The Minimum Wage Amendment Bill – encompassing the starting out wage – passed its third reading in Parliament last week.

The starting-out wage will be set at 80 per cent of the minimum wage and is available for 16 and 17-year-olds in their first six months of work with a new employer, 18 and 19-year-olds that have come directly off a benefit which they’ve been receiving for six continuous months, and 16 to 19-year-olds in training in a recognised industry training course involving at least 40 credits a year.

The intent of the Bill is to support young people, who are new to the workforce, into long-term sustainable employment by providing incentives for employers to take them on.

The Household Labour Force Survey shows young people under the age of 20 have been more negatively affected in terms of employment than older groups of workers.

In the past five years there has been a drop in employment for young people aged 15- 19 of about 42 per cent.

The starting-out wage will help young people, who would otherwise be locked out of a job, get into work. 

The minimum wage is currently $13.75 an hour, which is around half the average hourly wage of $27 – the OECD’s database shows that this proportion is in fact the highest in the developed world, and that on this measure our minimum wage is the most generous in the developed world.

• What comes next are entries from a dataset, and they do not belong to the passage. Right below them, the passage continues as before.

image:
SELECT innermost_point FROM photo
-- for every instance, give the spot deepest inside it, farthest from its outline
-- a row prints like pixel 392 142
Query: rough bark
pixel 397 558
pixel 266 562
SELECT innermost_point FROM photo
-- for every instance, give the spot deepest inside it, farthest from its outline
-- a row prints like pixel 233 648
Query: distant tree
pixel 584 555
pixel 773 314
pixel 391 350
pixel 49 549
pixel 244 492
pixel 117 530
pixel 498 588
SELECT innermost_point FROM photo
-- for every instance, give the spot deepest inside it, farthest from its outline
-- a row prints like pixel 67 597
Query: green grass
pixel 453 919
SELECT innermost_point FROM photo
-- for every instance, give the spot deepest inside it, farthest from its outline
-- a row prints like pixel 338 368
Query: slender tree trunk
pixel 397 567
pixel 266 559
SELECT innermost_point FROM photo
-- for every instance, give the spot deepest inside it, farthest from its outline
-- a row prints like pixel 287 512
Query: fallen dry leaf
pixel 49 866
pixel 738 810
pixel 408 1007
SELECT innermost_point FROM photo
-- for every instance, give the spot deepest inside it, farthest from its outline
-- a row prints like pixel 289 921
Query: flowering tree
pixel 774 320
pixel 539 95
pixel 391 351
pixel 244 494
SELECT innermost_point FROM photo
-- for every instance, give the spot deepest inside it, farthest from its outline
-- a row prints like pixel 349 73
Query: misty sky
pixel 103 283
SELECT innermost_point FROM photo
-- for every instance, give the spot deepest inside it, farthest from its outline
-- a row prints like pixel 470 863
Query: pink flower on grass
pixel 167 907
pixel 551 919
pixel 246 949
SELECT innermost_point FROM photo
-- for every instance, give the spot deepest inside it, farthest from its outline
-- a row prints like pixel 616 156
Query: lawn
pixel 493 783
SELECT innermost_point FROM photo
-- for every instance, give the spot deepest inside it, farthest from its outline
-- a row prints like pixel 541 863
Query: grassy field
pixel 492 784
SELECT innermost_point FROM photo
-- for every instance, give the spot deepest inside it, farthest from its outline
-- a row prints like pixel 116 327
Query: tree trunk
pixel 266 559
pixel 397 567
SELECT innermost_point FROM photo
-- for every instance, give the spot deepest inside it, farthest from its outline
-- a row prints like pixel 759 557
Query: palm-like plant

International research shows that long spells of unemployment and inactivity may permanently lower young people’s future employment prospects, particularly for low-skilled and inexperienced young people.

As with other OECD countries, New Zealand is responding to the negative effects of the global recession on young people. A reduced minimum wage is used in several OECD countries, including Australia and the United Kingdom, to encourage youth employment.

We need to ensure young people are ready and equipped for work as the economic recovery gains momentum.

This change is about providing young people with the opportunity to gain skills, earn money and get the valuable work experience they need in a tight labour market.

Young people with a steady work history, like all employees, are seen as less risky for employers to take on.

Research suggests the starting-out wage could create up to 2000 new jobs for 16 to 19-year-olds in its first two years.

The starting-out wage is part of a wider package of initiatives to help young people into work.